Newer anticoagulants, including direct thrombin inhibitors and factor Xa inhibitors, offer many advantages over heparin, including a more predictable anticoagulant effect and an absence of induction of immune-mediated heparin-induced thrombocytopenia (HIT).[86] However, there is a lack of reported cases of CST or other forms of dural sinus thrombosis that have been treated with these agents. The use of direct thrombin inhibitors, such as argatroban, can be considered as an alternate form of anticoagulation to heparin in patients with HIT or those at risk of HIT.

The duration of anticoagulation has not been determined and varies in reports from a few weeks to several months.[4][6]​​ Some authors have suggested that anticoagulation should be continued until clinical or radiological evidence of complete resolution is present, or until there is significant improvement of the infection and thrombus.

Patients commenced on anticoagulants are usually still in an unstable clinical condition and are therefore not candidates for surgical management. However, if the patient's condition stabilises and surgical management is indicated, rapidly reversible anticoagulants can be discontinued to allow surgery.

If a patient is considered suitable for anticoagulation but deteriorates despite this therapy, they may be considered for endovascular therapy.[87][88][89] Although endovascular treatment is increasingly being used to treat patients with cerebral venous thrombosis, this treatment is not routinely recommended in all patients.[90]​​​​ This therapy is usually reserved for progressive, aseptic CST and carries with it the risks of intracranial haemorrhage, stroke, and the inability to recanalise. It does not preclude corticosteroids.
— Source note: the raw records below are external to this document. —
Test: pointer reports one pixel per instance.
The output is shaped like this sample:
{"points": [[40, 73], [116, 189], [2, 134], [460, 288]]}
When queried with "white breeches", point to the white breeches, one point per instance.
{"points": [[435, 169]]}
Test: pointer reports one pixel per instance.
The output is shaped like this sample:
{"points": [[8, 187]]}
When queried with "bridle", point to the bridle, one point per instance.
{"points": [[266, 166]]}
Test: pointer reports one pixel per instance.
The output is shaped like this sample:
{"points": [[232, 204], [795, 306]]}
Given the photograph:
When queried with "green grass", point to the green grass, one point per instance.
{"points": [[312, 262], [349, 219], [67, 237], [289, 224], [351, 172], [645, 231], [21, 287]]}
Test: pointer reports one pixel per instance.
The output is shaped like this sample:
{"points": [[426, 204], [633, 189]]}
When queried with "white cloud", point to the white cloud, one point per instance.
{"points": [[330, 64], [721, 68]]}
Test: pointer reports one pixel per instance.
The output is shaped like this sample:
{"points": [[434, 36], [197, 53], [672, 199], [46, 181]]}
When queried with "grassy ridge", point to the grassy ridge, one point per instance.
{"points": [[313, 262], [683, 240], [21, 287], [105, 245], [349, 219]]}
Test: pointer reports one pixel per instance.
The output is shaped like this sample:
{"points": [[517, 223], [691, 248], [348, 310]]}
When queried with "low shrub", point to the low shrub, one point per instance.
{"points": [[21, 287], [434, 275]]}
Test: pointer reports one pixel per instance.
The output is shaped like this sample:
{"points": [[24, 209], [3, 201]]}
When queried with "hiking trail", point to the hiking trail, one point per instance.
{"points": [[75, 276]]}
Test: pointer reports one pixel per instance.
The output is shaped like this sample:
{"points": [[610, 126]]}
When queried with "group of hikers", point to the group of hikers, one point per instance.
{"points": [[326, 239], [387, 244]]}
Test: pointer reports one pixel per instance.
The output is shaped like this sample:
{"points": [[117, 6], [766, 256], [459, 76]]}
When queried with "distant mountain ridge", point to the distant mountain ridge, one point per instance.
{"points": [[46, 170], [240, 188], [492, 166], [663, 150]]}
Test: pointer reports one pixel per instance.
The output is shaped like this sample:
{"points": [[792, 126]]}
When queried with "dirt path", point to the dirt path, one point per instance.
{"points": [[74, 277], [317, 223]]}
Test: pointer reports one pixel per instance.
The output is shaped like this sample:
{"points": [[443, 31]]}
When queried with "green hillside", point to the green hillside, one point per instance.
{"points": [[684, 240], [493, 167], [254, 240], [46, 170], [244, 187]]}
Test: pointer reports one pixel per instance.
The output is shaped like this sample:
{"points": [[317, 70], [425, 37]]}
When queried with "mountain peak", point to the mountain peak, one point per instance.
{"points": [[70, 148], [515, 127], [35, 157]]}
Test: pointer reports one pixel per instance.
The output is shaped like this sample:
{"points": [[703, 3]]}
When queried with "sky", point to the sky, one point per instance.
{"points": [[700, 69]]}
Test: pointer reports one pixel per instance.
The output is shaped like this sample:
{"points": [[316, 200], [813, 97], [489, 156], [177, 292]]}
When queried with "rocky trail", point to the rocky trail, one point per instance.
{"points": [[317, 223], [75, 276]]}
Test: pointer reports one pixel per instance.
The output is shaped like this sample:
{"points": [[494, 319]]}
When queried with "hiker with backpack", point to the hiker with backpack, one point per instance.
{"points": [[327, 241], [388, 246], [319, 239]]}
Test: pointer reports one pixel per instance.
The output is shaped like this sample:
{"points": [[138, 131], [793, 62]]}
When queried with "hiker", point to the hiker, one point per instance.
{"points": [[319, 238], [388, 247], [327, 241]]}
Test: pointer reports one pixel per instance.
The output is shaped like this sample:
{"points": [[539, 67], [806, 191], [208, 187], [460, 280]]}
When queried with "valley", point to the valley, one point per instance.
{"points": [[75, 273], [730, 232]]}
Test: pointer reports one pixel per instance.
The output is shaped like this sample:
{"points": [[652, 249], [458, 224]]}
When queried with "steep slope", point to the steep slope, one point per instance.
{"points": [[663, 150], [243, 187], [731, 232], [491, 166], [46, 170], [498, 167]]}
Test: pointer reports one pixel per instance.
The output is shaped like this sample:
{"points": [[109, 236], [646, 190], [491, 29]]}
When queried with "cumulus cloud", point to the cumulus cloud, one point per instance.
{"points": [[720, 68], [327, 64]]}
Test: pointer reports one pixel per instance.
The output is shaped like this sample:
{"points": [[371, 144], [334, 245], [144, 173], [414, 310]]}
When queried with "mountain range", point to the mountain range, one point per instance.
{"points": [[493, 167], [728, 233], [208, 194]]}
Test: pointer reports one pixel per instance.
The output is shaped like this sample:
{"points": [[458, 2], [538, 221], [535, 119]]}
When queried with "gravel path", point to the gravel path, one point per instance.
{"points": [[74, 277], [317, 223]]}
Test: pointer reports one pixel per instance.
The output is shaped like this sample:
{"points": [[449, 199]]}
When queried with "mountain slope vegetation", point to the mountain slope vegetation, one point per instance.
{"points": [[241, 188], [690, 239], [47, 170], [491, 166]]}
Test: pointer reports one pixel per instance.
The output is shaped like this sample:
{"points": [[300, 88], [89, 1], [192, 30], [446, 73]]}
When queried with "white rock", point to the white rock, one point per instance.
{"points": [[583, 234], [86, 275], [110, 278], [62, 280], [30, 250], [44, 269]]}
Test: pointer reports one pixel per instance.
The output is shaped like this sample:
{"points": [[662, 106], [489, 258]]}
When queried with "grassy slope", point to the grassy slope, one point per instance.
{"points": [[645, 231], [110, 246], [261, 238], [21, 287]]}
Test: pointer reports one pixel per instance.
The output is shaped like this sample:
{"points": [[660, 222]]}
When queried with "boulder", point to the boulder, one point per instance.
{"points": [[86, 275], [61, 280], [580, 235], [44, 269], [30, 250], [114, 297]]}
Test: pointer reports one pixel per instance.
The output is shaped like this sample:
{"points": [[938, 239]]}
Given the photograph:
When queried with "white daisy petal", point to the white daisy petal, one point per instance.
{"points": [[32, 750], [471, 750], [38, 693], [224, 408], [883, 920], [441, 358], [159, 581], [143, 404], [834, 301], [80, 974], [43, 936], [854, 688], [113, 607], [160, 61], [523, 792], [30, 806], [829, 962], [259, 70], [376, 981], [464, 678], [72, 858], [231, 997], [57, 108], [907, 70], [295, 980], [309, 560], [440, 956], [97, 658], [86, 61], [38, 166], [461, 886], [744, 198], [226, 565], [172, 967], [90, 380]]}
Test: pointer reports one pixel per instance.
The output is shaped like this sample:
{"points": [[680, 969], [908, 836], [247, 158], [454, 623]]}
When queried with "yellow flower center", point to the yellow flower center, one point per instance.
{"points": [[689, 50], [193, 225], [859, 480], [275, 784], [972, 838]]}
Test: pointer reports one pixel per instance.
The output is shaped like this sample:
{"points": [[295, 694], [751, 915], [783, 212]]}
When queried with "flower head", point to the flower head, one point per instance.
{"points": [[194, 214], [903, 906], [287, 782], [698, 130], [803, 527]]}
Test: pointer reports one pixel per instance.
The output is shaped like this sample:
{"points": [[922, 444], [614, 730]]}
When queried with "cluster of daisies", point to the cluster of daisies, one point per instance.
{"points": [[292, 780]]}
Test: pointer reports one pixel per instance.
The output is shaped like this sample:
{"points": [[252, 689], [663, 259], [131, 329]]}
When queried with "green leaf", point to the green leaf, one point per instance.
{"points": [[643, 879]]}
Adjunctive therapy: corticosteroids

The role of corticosteroids is controversial in many cases of CST. They are potentially harmful because of their immunosuppressive effects. However, corticosteroids are absolutely indicated in cases of pituitary insufficiency. Corticosteroid use may have a critical role in patients with Addisonian crisis secondary to ischaemia or necrosis of the pituitary that complicates CST.[91][92]

Although there would seem to be only empiric support for their anti-inflammatory properties, with a real fear of progression to generalised sepsis, corticosteroids may also be beneficial for:[4]

  • Reducing intra-orbital congestion in patients with orbital oedema

  • Reducing cranial nerve inflammation in patients with cranial nerve dysfunction.

There are only a few anecdotal reports concerning the use of corticosteroids in CST in general and their efficacy has not been proved by these reports. In the studies in which the use of corticosteroids has been reported, other treatments have been used concurrently.[15][39][93][94] In one case, reported in 1962, cranial nerve dysfunction and orbital oedema failed to improve after 37 days of antibiotic and anticoagulant therapy but regressed dramatically 2 days after the addition of corticosteroid therapy, with eventual complete resolution in eye signs and symptoms.[95]

Surgical drainage post-stabilisation

Finally, as soon as the patient's condition permits, prompt drainage of the primary site of infection (such as the para-nasal sinusitis, dental abscess) or other concurrent closed-space infection is advisable.​[7][15][96]

Surgical drainage of the cavernous sinus is almost never performed.[1]

In sinogenic CST, surgical drainage of the sinuses for all cases has been advocated.[11][12][13] Different operations have been performed to decompress the sinuses, including trans-septal sphenoidectomy, endoscopic sphenoidectomy and ethmoidectomy and external fronto-ethmoidal-sphenoidectomy. In cases of otogenic CST, mastoidectomy has been performed, with decompression of sigmoid sinus thrombophlebitis.[42]